Vor den Stadien verlaufen die Checks für die Journalisten wie man es von den Flughäfen kennt. Laptop auspacken, Hosensäcke leeren, Tasche aufs Band und durch den Scanner. Danach geht es durch einen Metalldetektor in einen abgesperrten Sektor vor dem Stadion. Dort wird jeder nochmals grob durchsucht. Für die normalen Tickethalter ist das Prozedere dasselbe. Nur dürfen sie keine Taschen ins Stadion mitnehmen. Ab und zu macht ein Polizeitrupp mit Spürhunden im abgesicherten Bereich rund um das Stadion die Runde.
Eine gewisse Gelassenheit
Vor den Fanzonen - die grösste unter dem Eiffelturm bietet Platz für über 90'000 Personen - finden ähnliche Kontrollen statt. Die Mannschaftshotels sind abgeriegelt, die Spieler werden mit Polizeieskorte jeweils zum Training gefahren. «Wenn wir joggen, dann kommt die Security mit. Man hat dann so ein präsidiales Gefühl», sagte Nordirlands Trainer Michael O'Neill. Die neuen Sicherheitsstandards, die Zeit und manchmal Nerven kosten, werden nicht nur von den Spielern und Trainern mit einer gewissen Gelassenheit hingenommen.
Die Fanzonen sind gut gefüllt und in den Städten ist die Stimmung mehrheitlich ausgelassen und positiv. Beim French Open, wo in den letzten Jahren jeweils rund um die Anlage von Roland Garros ein chaotisches Durcheinander herrschte, standen die Besucher diszipliniert vor den Eingängen an. Wegen der deutlich erhöhten Sicherheitsstandards beim Anfang Juni zu Ende gegangenen Tennis-Turnier mussten die Zuschauer zum Teil eine gute halbe Stunde länger anstehen. Vor dem Einlass in die Anlage wurden sie jeweils dreimal kontrolliert und durchsucht.
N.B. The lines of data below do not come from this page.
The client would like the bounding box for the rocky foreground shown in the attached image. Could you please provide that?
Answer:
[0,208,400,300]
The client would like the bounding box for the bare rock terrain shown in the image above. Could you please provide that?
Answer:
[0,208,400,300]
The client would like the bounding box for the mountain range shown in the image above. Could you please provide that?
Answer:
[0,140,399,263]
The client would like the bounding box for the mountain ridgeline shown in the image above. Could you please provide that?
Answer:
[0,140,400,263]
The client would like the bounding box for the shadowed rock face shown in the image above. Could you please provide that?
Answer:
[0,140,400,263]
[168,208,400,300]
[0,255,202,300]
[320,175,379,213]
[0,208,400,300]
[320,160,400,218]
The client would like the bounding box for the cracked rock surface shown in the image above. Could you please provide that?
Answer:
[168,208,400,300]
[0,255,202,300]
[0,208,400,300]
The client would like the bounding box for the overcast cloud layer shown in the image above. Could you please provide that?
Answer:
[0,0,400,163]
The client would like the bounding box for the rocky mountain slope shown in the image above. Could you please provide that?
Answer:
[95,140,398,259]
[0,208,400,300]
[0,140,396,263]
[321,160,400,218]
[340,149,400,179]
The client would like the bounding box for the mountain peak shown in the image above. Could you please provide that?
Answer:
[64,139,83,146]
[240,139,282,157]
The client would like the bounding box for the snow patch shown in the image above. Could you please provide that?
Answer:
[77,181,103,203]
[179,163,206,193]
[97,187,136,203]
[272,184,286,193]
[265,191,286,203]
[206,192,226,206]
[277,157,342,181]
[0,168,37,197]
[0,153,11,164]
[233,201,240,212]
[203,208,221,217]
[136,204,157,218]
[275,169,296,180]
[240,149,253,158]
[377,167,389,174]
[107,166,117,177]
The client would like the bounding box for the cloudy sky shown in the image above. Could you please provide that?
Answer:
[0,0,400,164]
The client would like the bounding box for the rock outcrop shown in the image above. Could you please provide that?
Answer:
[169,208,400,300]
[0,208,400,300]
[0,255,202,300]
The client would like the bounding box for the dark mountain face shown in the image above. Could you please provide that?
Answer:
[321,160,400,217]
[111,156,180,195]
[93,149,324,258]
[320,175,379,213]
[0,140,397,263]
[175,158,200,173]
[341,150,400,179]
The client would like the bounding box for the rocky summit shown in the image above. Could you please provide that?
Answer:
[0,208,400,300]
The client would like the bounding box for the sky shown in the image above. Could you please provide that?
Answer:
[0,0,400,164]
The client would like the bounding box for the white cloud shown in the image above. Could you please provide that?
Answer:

Bei der Tour de France mit zwei Etappenorten in der Schweiz wird eine Spezialeinheit der französischen Polizei den Tross über die gesamte Rundfahrt begleiten. Auch das eine Neuerung, die auf die erhöhte Terrorgefahr in Frankreich zurückzuführen ist. Die Budgets für alle drei Grossanlässe mussten wegen den veränderten Sicherheitsanforderungen massiv erhöht werden. Bloss fehlt es vor lauter Herausforderungen am geeigneten Personal. Davon profitierten in den ersten EM-Tagen die Hooligans, eine andere, fast vergessene Bedrohung.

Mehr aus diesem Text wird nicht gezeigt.